Live Painting  from Silent auction

Harmonic Hills of Hope
by David C. Jackson

“Harmonic Hills of Hope” | Acrylic on Canvas | 24x30”


I decided to title this piece “Harmonic Hills of Hope” as it was inspired by the 2nd Annual Granby Celebrates Juneteenth event.


This year I zoomed outside of one flower to create a field of them. I included the tobacco flower which represents the industry in which many people of color worked the fields for. They are mixed in with African violets which symbolize devotion, commitment, and faithfulness. The combination shows the strain of our past and the need to commit to bettering our future. In essence, we remember the pain, recognize it, and then aim for our best in an honest way. 


The flowers are clustered until they disperse closer to eclipse. This demonstrates freedom. The two sets of prayer hands are rooted in this spirit. The open palms are depicted as Islamic prayer position whereas the palm-to-palm hands are positioned for usual Christian prayer. Regardless of specified belief, the very presence of faith means hope and betterment. 

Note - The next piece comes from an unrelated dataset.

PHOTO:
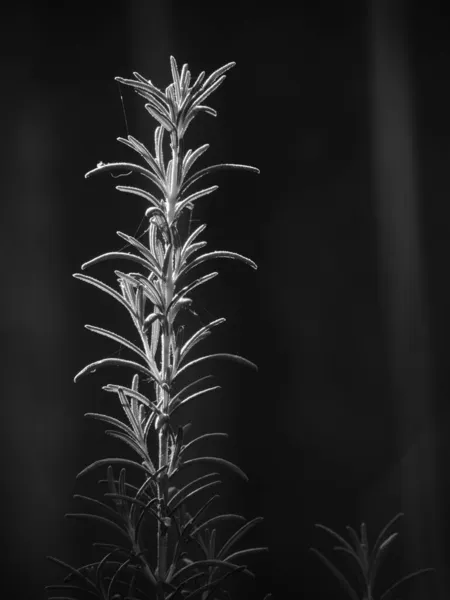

The sky is intertwined with the ground to create a feeling of oneness. They are folded into each other to create rich layers of beauty taking into consideration our turning tides as humans. There are approximately 50 stars illuminating, leading us to the rare eclipse. The cosmic convergence is surrounded by a heart shaped light that drifts into the night. The thought is to make this unity a more recognizable occurrence. Various beliefs can be aligned to seize what’s most important ~ our faith within each other as beautiful beings sharing this same planet.